Cost is an essential factor you cannot ignore when designing a PCB, especially an 8-layer PCB. Hence, you need to ensure the stack up is cost-effective.
6. Return path
Whether the high-speed signal is at the inner layer or not, it is essential to design their return route. Therefore, ensure the signals have compact return paths for each layer. You need to start from the outermost layer to the rest.
Also, it would help if you thought of manufacturability when designing an 8-layer printed circuit board. Therefore, you must ensure you design the stack up in a method that is not hard to manufacture.
8. Ground plane
To ensure there is no discontinuity of electrical resistance, it is essential to make sure there are no split ground planes.

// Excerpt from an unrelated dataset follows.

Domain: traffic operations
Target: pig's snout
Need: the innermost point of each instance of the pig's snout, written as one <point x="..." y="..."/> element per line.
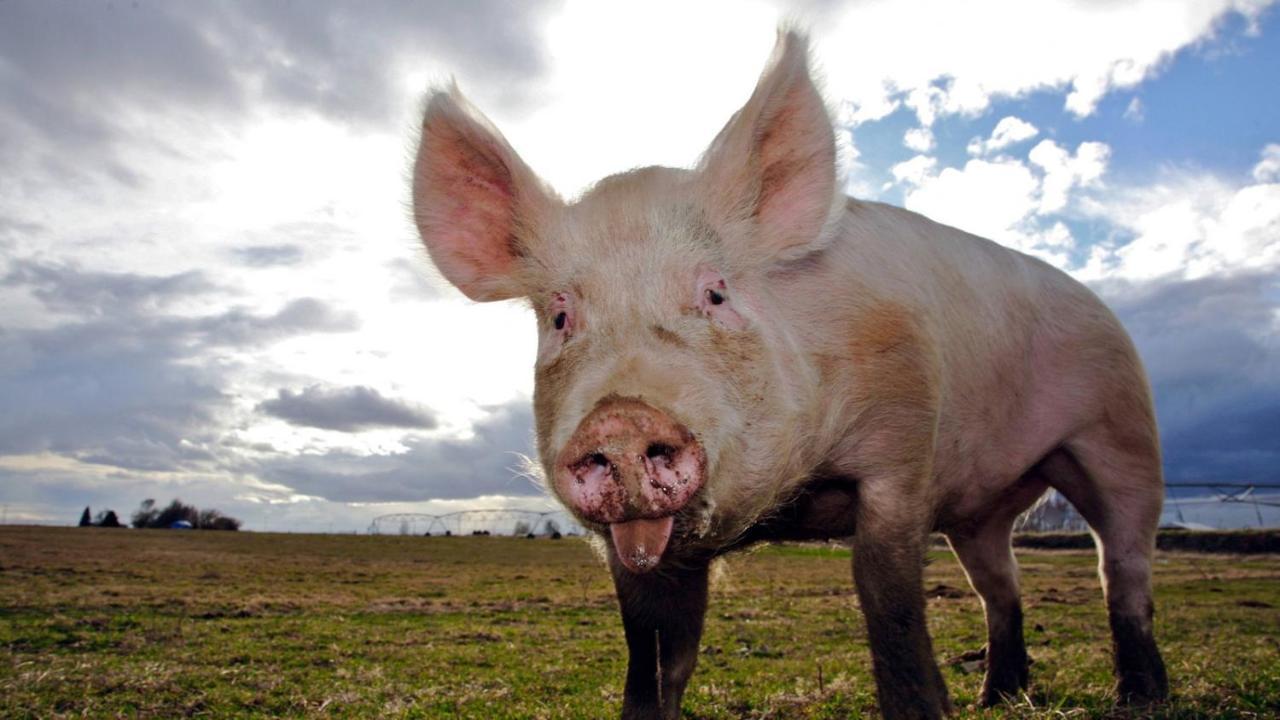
<point x="629" y="461"/>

Also, ensure the outside layer’s elements are connected to the ground planes of the inner layers.
9. Buried Vias or Blind Vias
To maximize the routing area, you can decide to have blind vias or buried vias. You can also contact your supplier on whether they can produce the component on the board, the manufacturer needs the last drill, CNC machine and so on.
Creating an 8-layer PCB is a detailed process that needs a layered approach. Several techniques must be used to ensure the board functions properly.
The 8-layer PCB stackup is mainly used to manufacture several electronic devices. Due to its numerous benefits, many complex devices feature 8-layer stackups. Hence, the board’s role in modern electronic gadgets cannot be underrated.